When I first started working on a book after "Hicksville," I felt like I had to do something that was simultaneously whimsical and enjoyable, but also had some great literary weight and significance. I don't think anyone can write a decent book under that kind of expectation. [Laughs] I did go in circles for a while. The first book I started was "Atlas" and I started serializing that as a comic book through Drawn and Quarterly. I kept going in circles. I kept changing the overall vision of the book. My conception of who the central character and narrator was changed between issue 1 and 2. I thought, well, I'll just fix it all when I put it together for the book. I was trying to put so much into that story that it became bloated and it could no longer breathe or move. I started doing "The Magic Pen" as a backup story that would be episodic and much more relaxed. I could have fun with it. That's actually how "Hicksville" started, as well. "Hicksville" was the backup story in "Pickle." The main serial was "Cafe Underground," which was the first graphic novel I planned. I fully scripted that and then slowly started drawing it. I started "Hicksville" to have a story where I didn't know where it was going. I just knew the landscape I wanted to explore. So I started that as a backup story and then it grew and started to take over the comic and began to subsume all the other stories in "Pickle" and finally became the first book I ever finished.
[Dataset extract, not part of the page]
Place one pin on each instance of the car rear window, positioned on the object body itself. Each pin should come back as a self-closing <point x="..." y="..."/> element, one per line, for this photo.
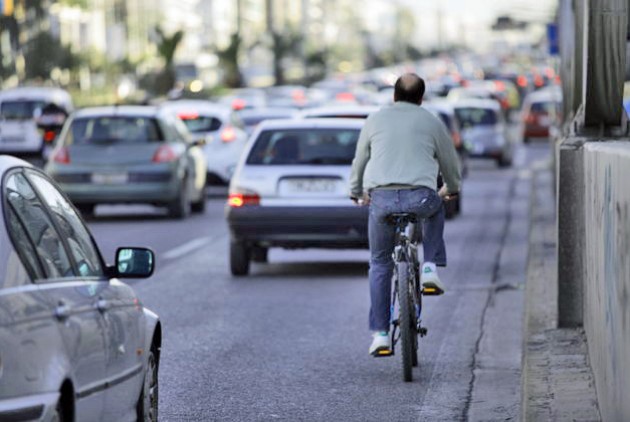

We've had this very heavy conversation, but the feeling of telling the story being pleasurable and telling a pleasurable story really comes through.

When I was in the worst of my creative block, I didn't enjoy drawing or telling stories. I felt like I had to do them, and they had to be done well enough to impress everybody. I kept trying to draw like other people. The first issue of "Atlas" was me trying to draw like the European cartoonists I was obsessed with at the time because I was very conscious of my drawing being inadequate. For God's sake -- I was being published by Drawn and Quarterly! I was on the same list as Julie Doucet and Seth and these other heroes of mine. It was very intimidating. Add to that the whole second book syndrome; I was giving myself such a hard time. At a certain point, it was painful to draw. It was really painful because I was so conscious of how badly I was doing it. After a couple years of that I got to the point where I felt like, drawing used to make me happy, telling stories used to make me happy. I used to enjoy it. I decided that I had to draw just for myself. I started doing a lot of sketchbook stuff. I did a couple of stories just for the pleasure of it.

I think for me the turning point was realizing that I couldn't actually draw like other people. There were all these other people I wished I could draw like but I just couldn't pull it off. Drawing is too physical. It's like singing. You can train your voice and you can exercise it, but you can't change it to someone else's voice. I feel that way about drawing. My drawing is innately awkward. I'm not a natural draftsman in the way that someone like Craig Thompson is. I've always struggled to draw. I realized I can't draw like other people, but there's no one else in the world who can draw quite like I do either. Drawing is so personal, it's like handwriting. I went back to using the same drawing tools I used when I did "Hicksville," which is felt tip pens. I went back to drawing on crappy cartridge paper and it was very liberating. I found myself drawing with pleasure again.

By the time I finished "The Magic Pen," I felt that the key was walking away from other people's expectations -- or my perception of what other people's expectations would be -- and deciding that I was going to do it for the pleasure of doing. That's something Lynda Barry talks about all the time, dipping your brush into the ink, moving it along the paper, and focusing on the physical pleasure of moving that brush across the paper and watching the ink trail along behind it. The goal isn't to produce a beautiful picture that other people will be impressed by; instead the goal is to have that experience of moving the brush along the paper. Once I got to that, drawing became like meditation -- and ultimately almost like a prayer to the world. I'm enjoying making comics more now than I have ever in my whole life. It's just sheer joy.